Ace of Base, unfortunately, was maimed by his presence. Due to his meddling on their US version of the album (titled Cruel Summer here, Flowers evrywhere else), tracks were dropped, and songs and lyrics were changed. All for the worse, in my opinion.
Bear in mind, not all of the failure of Cruel Summer is his fault. Ace of Base themselves are at a bit of a low point here. Their unique spiritual reggae-techno is pretty much completely gone here, along with most of their "real" and organic instrumentation, which is what made The Bridge their most well-realized album. Apparently, the lack of its success (compared to The Sign/Happy Nation) must've been weighing on them, because Cruel Summer/Flowers feels like a sell-out. This is mostly just generic late 90's pop music, hardly any different from the sort've crap Britney was putting out shortly after. To add to matters, vocalist Linn Bergrin started to sing less, letting her sister Jenny handle most of the lead vocals. This trend would continue even more onto the next album, with Linn eventually leaving the group altogether in the mid-2000's.

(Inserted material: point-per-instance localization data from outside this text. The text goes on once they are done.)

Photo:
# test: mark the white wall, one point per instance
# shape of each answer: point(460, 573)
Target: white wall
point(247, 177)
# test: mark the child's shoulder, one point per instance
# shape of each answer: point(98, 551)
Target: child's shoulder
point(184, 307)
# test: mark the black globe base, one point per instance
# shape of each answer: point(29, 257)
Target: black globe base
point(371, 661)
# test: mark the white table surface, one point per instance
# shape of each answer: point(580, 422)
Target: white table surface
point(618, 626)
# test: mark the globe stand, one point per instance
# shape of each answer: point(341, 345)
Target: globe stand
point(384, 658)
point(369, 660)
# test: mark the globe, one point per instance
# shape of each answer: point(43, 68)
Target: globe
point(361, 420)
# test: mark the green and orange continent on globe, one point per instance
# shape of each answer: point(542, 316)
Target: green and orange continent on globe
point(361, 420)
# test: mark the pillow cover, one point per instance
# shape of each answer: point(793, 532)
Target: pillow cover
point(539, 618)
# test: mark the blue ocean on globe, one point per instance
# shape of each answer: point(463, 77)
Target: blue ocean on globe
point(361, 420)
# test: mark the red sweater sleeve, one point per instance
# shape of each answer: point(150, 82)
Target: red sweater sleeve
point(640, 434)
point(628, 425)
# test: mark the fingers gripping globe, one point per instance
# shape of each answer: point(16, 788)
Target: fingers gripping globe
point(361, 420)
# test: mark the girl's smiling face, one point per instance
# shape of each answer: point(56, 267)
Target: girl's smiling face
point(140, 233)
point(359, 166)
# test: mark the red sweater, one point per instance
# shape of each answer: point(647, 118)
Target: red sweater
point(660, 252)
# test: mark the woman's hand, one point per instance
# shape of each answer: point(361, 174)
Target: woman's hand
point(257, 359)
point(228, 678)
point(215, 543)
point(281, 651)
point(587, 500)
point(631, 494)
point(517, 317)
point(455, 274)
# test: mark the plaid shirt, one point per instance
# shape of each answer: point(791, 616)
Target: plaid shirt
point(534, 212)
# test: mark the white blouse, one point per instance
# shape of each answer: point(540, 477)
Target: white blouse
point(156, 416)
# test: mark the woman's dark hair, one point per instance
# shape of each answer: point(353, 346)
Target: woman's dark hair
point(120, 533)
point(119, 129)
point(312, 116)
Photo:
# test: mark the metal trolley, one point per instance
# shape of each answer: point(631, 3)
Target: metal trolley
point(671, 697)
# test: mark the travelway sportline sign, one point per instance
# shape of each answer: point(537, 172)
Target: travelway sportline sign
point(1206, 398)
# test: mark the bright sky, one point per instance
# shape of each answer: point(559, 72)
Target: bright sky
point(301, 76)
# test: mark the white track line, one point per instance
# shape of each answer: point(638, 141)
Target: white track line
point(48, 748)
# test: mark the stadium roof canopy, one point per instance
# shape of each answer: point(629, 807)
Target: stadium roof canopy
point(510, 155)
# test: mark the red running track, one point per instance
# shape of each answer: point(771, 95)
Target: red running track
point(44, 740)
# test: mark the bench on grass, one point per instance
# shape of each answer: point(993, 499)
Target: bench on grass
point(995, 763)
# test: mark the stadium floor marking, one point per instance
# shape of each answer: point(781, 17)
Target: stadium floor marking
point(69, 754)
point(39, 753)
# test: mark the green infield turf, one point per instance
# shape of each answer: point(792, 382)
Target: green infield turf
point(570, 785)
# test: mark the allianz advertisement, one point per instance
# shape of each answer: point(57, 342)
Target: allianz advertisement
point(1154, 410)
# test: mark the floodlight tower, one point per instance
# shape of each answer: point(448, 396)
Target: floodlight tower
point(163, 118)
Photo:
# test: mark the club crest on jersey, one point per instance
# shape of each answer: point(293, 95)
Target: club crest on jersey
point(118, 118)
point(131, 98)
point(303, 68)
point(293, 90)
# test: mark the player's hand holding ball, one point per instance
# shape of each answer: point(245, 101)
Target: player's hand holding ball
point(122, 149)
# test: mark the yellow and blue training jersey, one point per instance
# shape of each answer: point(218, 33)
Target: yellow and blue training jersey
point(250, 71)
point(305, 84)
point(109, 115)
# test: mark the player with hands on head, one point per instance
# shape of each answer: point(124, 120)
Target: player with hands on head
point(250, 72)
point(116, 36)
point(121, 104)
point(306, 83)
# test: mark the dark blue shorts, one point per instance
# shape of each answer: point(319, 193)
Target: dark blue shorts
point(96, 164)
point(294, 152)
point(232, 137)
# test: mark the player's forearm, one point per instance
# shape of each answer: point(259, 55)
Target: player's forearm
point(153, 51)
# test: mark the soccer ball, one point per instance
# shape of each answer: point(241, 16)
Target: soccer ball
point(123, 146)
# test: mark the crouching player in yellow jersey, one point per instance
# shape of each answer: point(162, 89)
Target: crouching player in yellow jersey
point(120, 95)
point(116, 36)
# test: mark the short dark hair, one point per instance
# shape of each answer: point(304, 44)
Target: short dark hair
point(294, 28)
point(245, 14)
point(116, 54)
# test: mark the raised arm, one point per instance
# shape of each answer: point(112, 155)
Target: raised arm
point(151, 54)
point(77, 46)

Admittedly, the group does try some experimenting on Cruel Summer. They try their hand at a sort've 70-90's disco pastiche with "Cecelia". "Donnie" has the piano and strings of an ABBA song (I guess they decided to go ahead and relent to those ABBA rip-off accusations), and "Always Have, Always Will" is in a 60's Motown style, complete with tambourine, drums, strings and ooh-ahh backup singers. Sadly, most of these experiments fail.
It's not all clouds, however. "Travel To Romantis" and "Tokyo Girl" are fun dance-pop tunes. "Life Is A Flower/Whenever You're Near Me" is a great song with "classic" status, on par with their early material. "Cruel Summer" itself is okay, but cover songs by 80's one-hit wonders is usually a one-way ticket to Forgetsville.
Sorry if I seem a bit critical here, but the group's first two albums were among my absolute favorites from the mid-90's, and this one just isn't up to their standards. Thankfully their next album, Da Capo (2002), was a return to form, despite its status as import-only.
Note: The Japanese import contains a remix and two extra tracks.